The dangers of purchasing black market hair extensions

One college student jumped at the chance to save money on having her hair done, but she never imagined what it would end up costing
Smash and grabs at beauty supply stores are on the rise in Houston because of one hot commodity - human hair. The high end hair retails for about $200, but people are selling it for a fraction of the cost on the black market.

When one local college student had the chance to get the look she wanted for much less, she scheduled an appointment. Brittney Dever, 22 admits she took the cheap route.

"I went to someone's house. She installed a weave-in cap in my hair," Devers said.

For $60 she got the look of beachy wave hair extensions that she wanted, but she never expected how much her cheap strands would end up costing her.

"Two weeks later, I was lying down, and there was blood on my pillow," Devers said.

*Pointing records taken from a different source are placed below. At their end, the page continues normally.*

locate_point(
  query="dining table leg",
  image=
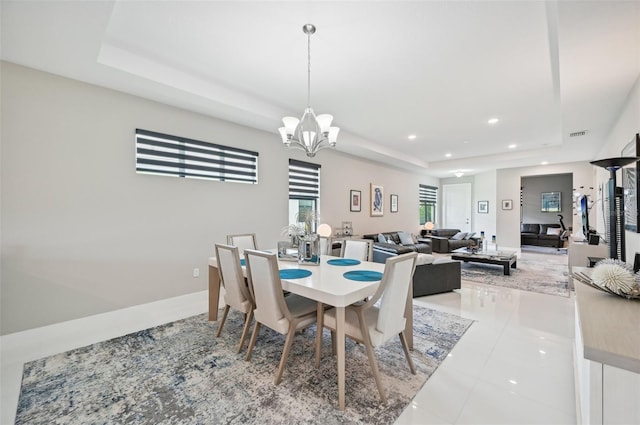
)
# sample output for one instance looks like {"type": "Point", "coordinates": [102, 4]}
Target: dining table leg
{"type": "Point", "coordinates": [214, 293]}
{"type": "Point", "coordinates": [408, 313]}
{"type": "Point", "coordinates": [341, 355]}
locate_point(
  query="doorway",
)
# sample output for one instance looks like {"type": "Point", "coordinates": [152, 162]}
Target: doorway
{"type": "Point", "coordinates": [456, 206]}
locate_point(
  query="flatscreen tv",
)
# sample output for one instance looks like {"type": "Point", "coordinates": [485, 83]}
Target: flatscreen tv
{"type": "Point", "coordinates": [584, 211]}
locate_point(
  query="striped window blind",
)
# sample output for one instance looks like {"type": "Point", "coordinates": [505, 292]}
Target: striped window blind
{"type": "Point", "coordinates": [428, 194]}
{"type": "Point", "coordinates": [158, 153]}
{"type": "Point", "coordinates": [304, 180]}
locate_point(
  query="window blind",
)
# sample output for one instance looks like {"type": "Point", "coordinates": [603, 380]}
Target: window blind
{"type": "Point", "coordinates": [428, 194]}
{"type": "Point", "coordinates": [158, 153]}
{"type": "Point", "coordinates": [304, 180]}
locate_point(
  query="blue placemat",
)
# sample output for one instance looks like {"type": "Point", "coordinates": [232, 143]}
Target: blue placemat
{"type": "Point", "coordinates": [363, 275]}
{"type": "Point", "coordinates": [294, 273]}
{"type": "Point", "coordinates": [344, 262]}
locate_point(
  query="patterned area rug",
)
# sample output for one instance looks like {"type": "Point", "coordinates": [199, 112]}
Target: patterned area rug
{"type": "Point", "coordinates": [180, 373]}
{"type": "Point", "coordinates": [545, 277]}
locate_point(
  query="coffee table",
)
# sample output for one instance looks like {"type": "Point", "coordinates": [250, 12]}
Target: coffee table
{"type": "Point", "coordinates": [505, 258]}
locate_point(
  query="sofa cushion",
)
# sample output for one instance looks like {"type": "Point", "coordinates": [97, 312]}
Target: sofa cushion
{"type": "Point", "coordinates": [554, 231]}
{"type": "Point", "coordinates": [544, 227]}
{"type": "Point", "coordinates": [405, 238]}
{"type": "Point", "coordinates": [447, 233]}
{"type": "Point", "coordinates": [530, 228]}
{"type": "Point", "coordinates": [424, 259]}
{"type": "Point", "coordinates": [459, 236]}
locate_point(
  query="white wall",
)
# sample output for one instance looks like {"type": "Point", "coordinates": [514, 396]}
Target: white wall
{"type": "Point", "coordinates": [82, 233]}
{"type": "Point", "coordinates": [623, 131]}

When she started removing the extensions, her real hair started coming out too, leaving behind signs of serious infection.

"It smelled horrible. I was nauseous when I was taking my hair out," said Devers.

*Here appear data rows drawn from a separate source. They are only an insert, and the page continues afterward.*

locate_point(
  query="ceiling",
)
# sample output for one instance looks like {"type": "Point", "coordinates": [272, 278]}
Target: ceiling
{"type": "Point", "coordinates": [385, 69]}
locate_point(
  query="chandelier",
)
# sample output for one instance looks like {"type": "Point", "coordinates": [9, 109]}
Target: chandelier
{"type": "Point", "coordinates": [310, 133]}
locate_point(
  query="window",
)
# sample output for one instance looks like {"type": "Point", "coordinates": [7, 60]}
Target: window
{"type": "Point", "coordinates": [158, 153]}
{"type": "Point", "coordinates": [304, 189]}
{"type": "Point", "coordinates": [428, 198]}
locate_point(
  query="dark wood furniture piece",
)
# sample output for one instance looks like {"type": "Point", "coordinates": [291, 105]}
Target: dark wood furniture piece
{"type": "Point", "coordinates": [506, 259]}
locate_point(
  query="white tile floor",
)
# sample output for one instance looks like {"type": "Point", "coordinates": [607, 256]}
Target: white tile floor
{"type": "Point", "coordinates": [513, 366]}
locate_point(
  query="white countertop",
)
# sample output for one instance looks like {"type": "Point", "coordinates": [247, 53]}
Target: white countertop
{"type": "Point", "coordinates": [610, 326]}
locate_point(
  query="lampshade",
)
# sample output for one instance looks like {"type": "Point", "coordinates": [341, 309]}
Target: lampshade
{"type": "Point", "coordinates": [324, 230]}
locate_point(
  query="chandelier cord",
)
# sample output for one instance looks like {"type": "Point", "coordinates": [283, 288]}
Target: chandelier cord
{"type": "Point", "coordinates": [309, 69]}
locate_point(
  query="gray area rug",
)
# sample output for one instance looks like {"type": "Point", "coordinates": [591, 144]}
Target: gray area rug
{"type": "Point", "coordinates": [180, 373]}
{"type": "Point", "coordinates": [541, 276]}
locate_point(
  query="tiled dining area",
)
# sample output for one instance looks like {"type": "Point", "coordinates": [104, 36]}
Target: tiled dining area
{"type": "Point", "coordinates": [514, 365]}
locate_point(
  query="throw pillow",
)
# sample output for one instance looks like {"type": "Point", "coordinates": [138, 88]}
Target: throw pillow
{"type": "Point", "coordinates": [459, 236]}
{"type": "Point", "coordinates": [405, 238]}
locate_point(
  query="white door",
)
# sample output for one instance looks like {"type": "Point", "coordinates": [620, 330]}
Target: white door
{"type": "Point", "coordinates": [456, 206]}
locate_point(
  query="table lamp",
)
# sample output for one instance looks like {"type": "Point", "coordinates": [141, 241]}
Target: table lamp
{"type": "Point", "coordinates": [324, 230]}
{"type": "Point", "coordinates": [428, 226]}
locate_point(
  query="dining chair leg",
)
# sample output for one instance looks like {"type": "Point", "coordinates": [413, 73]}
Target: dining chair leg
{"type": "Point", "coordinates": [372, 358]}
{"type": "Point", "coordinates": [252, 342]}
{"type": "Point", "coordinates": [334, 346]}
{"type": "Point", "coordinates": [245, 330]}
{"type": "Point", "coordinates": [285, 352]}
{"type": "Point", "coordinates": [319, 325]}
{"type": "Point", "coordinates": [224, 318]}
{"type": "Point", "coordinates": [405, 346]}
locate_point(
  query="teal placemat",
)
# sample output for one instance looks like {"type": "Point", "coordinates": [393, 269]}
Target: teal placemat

Desperate for help, she decided to see a stylist at a professional salon.

"I was just in shock when I saw her picture," said Natural Resources Salon owner Tamika Fletcher. "It seemed like the weave was pulled too tight and opening her scalp and exposing her scalp. I think there could have been a possibility of the utensils being unclean or unsanitary."

Dever's weave had become a breeding ground for infection as a severe abscess developed on the crown of her head.

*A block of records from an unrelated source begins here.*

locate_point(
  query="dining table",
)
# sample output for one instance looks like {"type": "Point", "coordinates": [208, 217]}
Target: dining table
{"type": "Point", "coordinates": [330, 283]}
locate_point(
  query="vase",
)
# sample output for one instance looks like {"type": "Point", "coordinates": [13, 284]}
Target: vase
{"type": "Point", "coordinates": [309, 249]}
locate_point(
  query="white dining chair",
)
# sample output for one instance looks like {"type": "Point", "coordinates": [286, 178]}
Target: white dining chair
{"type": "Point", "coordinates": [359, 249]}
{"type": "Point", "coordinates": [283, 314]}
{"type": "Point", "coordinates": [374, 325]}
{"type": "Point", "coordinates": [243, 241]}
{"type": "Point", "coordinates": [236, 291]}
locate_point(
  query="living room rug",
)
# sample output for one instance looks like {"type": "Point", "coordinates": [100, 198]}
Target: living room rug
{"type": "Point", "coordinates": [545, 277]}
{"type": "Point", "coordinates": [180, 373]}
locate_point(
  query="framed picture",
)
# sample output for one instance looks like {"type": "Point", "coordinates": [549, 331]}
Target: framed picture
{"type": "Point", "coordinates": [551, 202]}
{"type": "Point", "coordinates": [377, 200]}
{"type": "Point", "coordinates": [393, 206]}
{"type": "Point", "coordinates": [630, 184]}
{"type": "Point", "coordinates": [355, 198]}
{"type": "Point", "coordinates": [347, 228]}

"Those kinds of infections on the scalp can cause hair loss," said dermatologist Dr. Tracy Katz. "[They can] become deeper, debilitating, and disfiguring."

Which is exactly what happened to Dever.

"I cried for a week or two when it happened," Dever said.

Now partially bald, Dever visits Fletcher's salon regularly to get styling help, but her hair may never be the same.

"I can't wear my hair out. I have to wear it up all the time now," Dever said.

The college student wants others to learn from her painful mistake.

"Go to a salon, that's sanitary, that's clean. It's worth spending the extra money because you get what you pay for. Going to someone's home to get the extra service may not be the best idea. You can end up losing instead of gaining," Dever said.

Experts say to remember these three tips if you are going to get hair extensions:
1. Go to someone with a cosmetology license.
2. Ask about the stylist's sanitation practices.
3. Be open about your budget. Usually a stylist will find a way to work with you, but if it's too cheap, that should be a red flag.